Google est en surchauffe. Dans son rapport annuel sur l’environnement, publié le 2 juillet, sa maison mère Alphabet Inc. a indiqué que ses émissions de gaz à effet de serre ont augmenté de 48 % par rapport à la base de référence de 2019, pour un total de 14,3 millions de tonnes de dioxyde de carbone. Avec une hausse de 13 % en 2023 par rapport à 2022, ses émissions n’ont ainsi fait que progresser, alors que le géant américain s’était fixé un objectif climatique « ambitieux » de réduction.
Plus précisément, le rapport indique qu’en 2023, « les centres de données de Google ont consommé 24 TWh d’électricité, soit 7 à 10 % des 240-340 TWh estimés consommés par les centres de données dans le monde, et moins de 0,1 % des 25 000 TWh estimés de l’électricité mondiale totale ».
Google n’est pas le seul à voir ses émissions de GES exploser.
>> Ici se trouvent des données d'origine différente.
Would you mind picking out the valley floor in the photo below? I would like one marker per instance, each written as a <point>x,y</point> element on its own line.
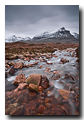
<point>58,90</point>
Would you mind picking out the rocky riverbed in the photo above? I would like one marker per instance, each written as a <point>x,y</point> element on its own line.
<point>43,84</point>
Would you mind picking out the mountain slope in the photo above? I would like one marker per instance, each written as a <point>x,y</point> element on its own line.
<point>61,33</point>
<point>16,38</point>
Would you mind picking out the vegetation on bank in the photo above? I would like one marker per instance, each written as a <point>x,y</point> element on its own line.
<point>20,48</point>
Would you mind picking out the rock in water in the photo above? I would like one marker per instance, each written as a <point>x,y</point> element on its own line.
<point>33,87</point>
<point>34,79</point>
<point>45,82</point>
<point>64,93</point>
<point>19,79</point>
<point>11,71</point>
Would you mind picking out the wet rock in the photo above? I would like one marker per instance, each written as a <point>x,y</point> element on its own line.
<point>19,65</point>
<point>40,66</point>
<point>30,65</point>
<point>33,87</point>
<point>55,110</point>
<point>45,82</point>
<point>12,71</point>
<point>19,79</point>
<point>22,85</point>
<point>35,63</point>
<point>63,60</point>
<point>5,74</point>
<point>40,89</point>
<point>49,63</point>
<point>15,56</point>
<point>56,77</point>
<point>11,108</point>
<point>12,63</point>
<point>34,79</point>
<point>64,93</point>
<point>7,66</point>
<point>27,59</point>
<point>40,109</point>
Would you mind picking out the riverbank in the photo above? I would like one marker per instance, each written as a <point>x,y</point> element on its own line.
<point>59,64</point>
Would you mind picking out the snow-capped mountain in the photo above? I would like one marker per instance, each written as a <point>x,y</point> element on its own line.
<point>61,33</point>
<point>16,38</point>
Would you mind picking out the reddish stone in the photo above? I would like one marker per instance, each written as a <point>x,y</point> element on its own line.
<point>19,79</point>
<point>40,109</point>
<point>33,87</point>
<point>35,63</point>
<point>30,65</point>
<point>45,82</point>
<point>48,63</point>
<point>63,60</point>
<point>34,79</point>
<point>40,89</point>
<point>40,66</point>
<point>55,110</point>
<point>48,68</point>
<point>11,71</point>
<point>64,93</point>
<point>18,65</point>
<point>22,85</point>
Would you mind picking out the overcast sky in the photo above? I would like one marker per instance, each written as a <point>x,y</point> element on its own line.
<point>31,20</point>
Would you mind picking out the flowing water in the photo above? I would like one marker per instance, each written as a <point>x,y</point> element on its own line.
<point>62,69</point>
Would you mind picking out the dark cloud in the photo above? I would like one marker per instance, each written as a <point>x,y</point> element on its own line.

Dans un rapport sur le développement durable publié en mai dernier, Microsoft Corp a indiqué que ses émissions ont augmenté de 29 % par rapport à la base de référence de 2020.
Des gloutons en énergie
Ce rapport intervient alors que l’Agence internationale de l’énergie (AIE) a prévu que la demande d’électricité pourrait doubler d’ici 2026 en raison de la croissance exponentielle de la charge des datacenters.
L’Administration américaine d’information sur l’énergie, qui a lancé un projet pilote de suivi des centres de données en 2018, a montré que les datacenters utilisent 10 à 40 fois plus d’énergie par mètre carré que l’immeuble de bureaux typique et représentent près de 2 % de la consommation d’électricité aux États-Unis.
De façon globale, l’AIE estime que la consommation mondiale d’électricité des centres de données est de 240 à 340 TWh, soit environ 1 à 1,3 % de la demande finale mondiale d’électricité (environ 25 000 TWh).
L’augmentation des émissions a mis en évidence « le défi de réduire les émissions alors que l’intensité de calcul augmente et que nous augmentons nos investissements dans l’infrastructure technique pour soutenir cette transition de l’IA », peut-on lire dans le rapport d’Alphabet Inc.
Pour illustrer à quel point les modèles d’IA sont plus exigeants que les systèmes informatiques traditionnels, l’AIE estime qu’une recherche sur Google nécessite en moyenne 0,3 wattheure d’électricité, alors qu’une requête sur ChatGPT consomme généralement environ 2,9 wattheures.
Explosion du trafic Internet
Selon une étude publiée en octobre dernier par le chercheur néerlandais Alex de Vries (fondateur de Digiconomist et doctorant à la Vrije Universiteit Amsterdam), les systèmes d’IA de Google pourraient, dans le pire des cas, consommer chaque année autant d’électricité que l’Irlande, dans l’hypothèse d’une adoption à grande échelle de l’IA dans leur matériel et leurs systèmes informatiques actuels.
Or la situation ne semble pas aller vers une amélioration. D’après les dernières analyses du conseil international en immobilier Savills, la puissance installée des datacenters européens devrait atteindre les 13 100 MW en 2027, soit une hausse de 21 % par rapport à la puissance actuelle.
Le trafic Internet en Europe devrait connaître un taux de croissance annuel cumulé de 31 % d’ici 2030. Le marché européen de l’IA devrait connaître une croissance rapide de 15,9 % par an et jouer un rôle moteur dans la hausse de la demande en datacenters.
Comment répondre à cette explosion des usages (dont l’efficacité reste encore à prouver) et limiter considérablement les émissions de GES ? Pour l’instant, les géants de la tech sont focalisés sur la réponse à cette demande.
« Pour Google, la réduction de la consommation de ses datacenters n’est pas sa priorité. Il n’investit pas dans ce domaine, car il a d’autres priorités et parce qu’aucune législation ne freine son expansion en interdisant la construction d’un datacenter consommant tant ou tant d’énergie », explique Ophélie Coelho, chercheuse indépendante, spécialiste en géopolitique du numérique.